The latter number was higher than expected, based on what had been observed in phase II where the number was below 40%.
“If we had the same efficacy as we achieved in phase III and got the lower placebo response we saw in phase II then we would have seen statistical significance. That’s the subtle point,” said McCarthy.
And remember, patients in the placebo group probably weren’t responding to the placebo; rather, they were responding to the ongoing treatment they were receiving.
It is worth pointing out that 153 of the initial 202-strong patient group finished the 12-month course. In that smaller group, the response rate for Lupuzor was almost 70%, compared with 59% for the placebo.
Deep dive into the data
In some cases, where patients possessed certain biomarkers, the response was statistically significant; indeed a small handful of patients went into full remission.
The plan now is to take a deep dive into the data. Then there are also conversations to be had with the regulators, who are likely to be a little more understanding than investors who bailed out.

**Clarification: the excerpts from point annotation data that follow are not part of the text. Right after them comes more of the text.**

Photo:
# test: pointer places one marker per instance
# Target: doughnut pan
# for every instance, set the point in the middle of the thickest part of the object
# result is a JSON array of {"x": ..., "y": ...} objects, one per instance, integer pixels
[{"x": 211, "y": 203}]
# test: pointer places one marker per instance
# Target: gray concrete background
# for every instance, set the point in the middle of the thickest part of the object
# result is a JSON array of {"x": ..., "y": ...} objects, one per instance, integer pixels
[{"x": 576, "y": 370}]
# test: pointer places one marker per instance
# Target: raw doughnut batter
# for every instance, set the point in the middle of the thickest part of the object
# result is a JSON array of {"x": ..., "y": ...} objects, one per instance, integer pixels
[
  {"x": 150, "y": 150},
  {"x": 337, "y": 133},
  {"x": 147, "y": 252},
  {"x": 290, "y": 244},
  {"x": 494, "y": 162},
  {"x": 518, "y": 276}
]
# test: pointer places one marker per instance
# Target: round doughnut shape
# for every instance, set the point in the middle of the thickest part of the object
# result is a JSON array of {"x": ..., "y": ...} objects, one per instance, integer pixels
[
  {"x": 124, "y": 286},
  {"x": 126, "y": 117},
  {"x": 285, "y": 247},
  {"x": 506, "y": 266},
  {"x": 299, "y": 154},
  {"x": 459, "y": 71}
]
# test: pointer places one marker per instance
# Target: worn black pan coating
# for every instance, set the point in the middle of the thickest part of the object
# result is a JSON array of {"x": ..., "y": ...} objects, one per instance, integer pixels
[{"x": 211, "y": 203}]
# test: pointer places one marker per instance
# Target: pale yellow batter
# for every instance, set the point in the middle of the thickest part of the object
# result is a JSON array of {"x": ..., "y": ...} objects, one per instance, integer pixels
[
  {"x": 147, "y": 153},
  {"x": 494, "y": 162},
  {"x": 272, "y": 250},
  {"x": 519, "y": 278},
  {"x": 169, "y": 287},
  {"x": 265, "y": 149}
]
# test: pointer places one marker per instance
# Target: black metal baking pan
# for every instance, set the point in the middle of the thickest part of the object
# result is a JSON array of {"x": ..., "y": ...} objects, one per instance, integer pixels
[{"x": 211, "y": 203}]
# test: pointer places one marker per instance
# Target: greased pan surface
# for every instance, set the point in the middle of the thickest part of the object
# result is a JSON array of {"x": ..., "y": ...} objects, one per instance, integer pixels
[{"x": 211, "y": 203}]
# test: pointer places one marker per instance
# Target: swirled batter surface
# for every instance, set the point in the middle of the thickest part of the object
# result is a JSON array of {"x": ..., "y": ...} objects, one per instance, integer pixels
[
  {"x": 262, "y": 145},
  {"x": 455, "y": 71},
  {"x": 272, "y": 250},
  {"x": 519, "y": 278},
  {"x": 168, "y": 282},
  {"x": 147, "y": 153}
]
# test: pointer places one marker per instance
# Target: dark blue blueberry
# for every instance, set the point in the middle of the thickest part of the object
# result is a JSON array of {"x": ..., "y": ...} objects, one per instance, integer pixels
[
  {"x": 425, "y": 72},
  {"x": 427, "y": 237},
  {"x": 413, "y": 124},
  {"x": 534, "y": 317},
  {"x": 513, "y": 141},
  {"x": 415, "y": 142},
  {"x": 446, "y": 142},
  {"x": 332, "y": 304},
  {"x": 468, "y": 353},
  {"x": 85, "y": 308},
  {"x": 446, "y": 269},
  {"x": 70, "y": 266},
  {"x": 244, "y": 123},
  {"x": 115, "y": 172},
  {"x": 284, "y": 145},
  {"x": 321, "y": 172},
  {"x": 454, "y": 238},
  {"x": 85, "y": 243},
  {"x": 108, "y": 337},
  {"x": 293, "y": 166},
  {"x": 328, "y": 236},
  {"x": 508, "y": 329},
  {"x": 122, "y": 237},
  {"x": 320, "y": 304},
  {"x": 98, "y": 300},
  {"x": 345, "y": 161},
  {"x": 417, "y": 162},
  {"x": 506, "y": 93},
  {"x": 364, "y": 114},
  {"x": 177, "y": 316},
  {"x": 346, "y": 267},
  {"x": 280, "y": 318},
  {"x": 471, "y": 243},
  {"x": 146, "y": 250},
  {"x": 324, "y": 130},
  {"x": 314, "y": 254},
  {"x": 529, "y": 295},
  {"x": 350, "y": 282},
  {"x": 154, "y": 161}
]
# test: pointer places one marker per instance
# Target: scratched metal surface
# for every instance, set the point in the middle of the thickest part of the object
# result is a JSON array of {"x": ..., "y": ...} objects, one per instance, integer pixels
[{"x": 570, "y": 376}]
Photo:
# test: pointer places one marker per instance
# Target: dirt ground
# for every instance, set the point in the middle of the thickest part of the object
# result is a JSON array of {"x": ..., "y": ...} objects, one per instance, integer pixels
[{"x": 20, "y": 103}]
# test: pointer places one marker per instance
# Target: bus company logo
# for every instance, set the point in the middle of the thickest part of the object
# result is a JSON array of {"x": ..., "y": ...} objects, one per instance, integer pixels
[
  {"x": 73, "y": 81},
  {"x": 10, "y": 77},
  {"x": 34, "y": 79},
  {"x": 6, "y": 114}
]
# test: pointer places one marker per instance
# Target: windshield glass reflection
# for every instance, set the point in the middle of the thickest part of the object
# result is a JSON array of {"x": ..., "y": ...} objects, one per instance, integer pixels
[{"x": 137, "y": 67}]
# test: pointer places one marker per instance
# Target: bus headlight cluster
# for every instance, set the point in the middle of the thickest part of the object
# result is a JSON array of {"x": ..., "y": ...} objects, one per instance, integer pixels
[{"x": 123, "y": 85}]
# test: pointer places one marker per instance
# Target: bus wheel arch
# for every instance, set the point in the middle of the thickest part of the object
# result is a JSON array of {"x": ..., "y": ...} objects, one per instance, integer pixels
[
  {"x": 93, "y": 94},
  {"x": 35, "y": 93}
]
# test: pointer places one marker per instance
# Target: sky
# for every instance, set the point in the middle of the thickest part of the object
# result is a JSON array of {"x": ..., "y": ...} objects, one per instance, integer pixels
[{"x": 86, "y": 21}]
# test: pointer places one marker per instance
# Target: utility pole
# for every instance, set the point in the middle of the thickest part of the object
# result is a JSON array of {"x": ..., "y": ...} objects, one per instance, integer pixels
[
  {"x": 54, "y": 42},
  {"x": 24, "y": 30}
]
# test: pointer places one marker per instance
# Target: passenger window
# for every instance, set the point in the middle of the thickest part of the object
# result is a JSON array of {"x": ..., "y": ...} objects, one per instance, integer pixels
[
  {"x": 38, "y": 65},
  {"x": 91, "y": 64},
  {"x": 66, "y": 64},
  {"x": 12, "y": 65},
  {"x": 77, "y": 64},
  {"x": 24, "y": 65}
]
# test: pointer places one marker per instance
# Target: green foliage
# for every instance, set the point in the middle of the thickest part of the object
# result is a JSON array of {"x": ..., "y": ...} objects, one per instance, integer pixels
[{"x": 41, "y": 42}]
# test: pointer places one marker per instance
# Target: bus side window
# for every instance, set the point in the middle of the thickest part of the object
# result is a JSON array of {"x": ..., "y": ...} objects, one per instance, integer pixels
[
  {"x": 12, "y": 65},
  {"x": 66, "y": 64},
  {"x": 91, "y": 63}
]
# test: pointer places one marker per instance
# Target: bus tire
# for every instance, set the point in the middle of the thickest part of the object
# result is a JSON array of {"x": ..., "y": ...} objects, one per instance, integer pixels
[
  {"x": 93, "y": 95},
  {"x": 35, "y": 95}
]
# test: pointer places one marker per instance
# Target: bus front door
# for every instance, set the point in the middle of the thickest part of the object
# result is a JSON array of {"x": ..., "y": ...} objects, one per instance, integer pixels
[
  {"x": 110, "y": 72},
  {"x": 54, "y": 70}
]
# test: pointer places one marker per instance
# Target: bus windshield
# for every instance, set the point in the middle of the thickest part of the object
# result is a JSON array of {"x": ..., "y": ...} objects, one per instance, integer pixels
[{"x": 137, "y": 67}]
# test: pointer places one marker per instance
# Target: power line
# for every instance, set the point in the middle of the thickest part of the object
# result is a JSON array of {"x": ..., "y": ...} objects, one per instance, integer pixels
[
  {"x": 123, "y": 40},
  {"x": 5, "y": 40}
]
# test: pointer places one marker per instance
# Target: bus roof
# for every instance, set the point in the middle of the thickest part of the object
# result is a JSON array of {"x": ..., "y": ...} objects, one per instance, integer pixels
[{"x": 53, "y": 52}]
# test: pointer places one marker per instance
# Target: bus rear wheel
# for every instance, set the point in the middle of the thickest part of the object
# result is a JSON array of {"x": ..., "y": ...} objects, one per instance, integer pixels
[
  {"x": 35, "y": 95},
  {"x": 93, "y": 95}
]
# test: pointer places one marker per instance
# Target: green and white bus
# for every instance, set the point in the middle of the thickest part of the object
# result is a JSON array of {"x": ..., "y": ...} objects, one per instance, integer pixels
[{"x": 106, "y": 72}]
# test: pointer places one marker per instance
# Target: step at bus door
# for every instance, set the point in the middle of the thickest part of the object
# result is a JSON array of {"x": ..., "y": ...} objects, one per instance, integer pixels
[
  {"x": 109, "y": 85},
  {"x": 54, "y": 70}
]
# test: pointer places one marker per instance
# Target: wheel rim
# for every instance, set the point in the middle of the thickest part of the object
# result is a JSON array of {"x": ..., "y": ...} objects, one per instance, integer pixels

“We need to have a discussion with the FDA [Food & Drug Administration] and EMA [European Medicines Agency] to see what they think because there have been trials where the end-point strictly speaking wasn’t met but the FDA understands what’s good for the patient and they understand context,” said CEO Dimitriou.
“You could have an optimistic scenario where you have conditional approval to make it [Lupuzor] freely available for the patient without having the formal approval. That’s the discussion to be had.”
More than 10 NDAs
At the same time, talks with potential industry partners are ongoing, with more than ten having signed non-disclosure agreements with ImmuPharma. The latest results don’t appear to have rattled potential collaborators.
“We sent them the top-line numbers to the people who we signed confidentiality agreements with. A lot came back the same day and some that didn’t have CDAs [confidentiality agreements] in place sent through CDAs the same day,” said Dimitriou.
McCarthy added: “The message to take away is we have done an awful lot of groundwork with these companies before we got these results. Within 48 hours we have shared the data and already had responses back.”
Agreeing a licensing deal traditionally takes around a year, though the competition can be a catalyst. And remember, Lupuzor has already been through the validation process having earlier in its history been licensed to Cephalon before the takeover of the US biotech saw the rights handed back.
But just why would big pharma be interested in Lupuzor?
Well, lupus sufferers, of whom there are around 5mln worldwide, are incredibly poorly served. The standard treatment is steroid-based, which has many side-effects, while the GlaxoSmithKline-made Benlysta, the first drug in the space for 50 years, also has significant drawbacks. This and the cost of Benlysta means that probably no more than around 13,000 patients have been treated.
A side-effect free alternative?
Even with that limited group, the GSK drug generated US$400mln of revenues. Imagine if you could get a side-effect-free alternative to market. One would assume the take-up rate would be much higher.
“Lupuzor is still a potential multi-billion dollar selling drug. The trial hasn’t done anything to alter that,” said chairman McCarthy.
“In fact, if anything it has proven what we have always been saying about its product profile. It does no harm and benefits patients.”
And all of this is said with a smile.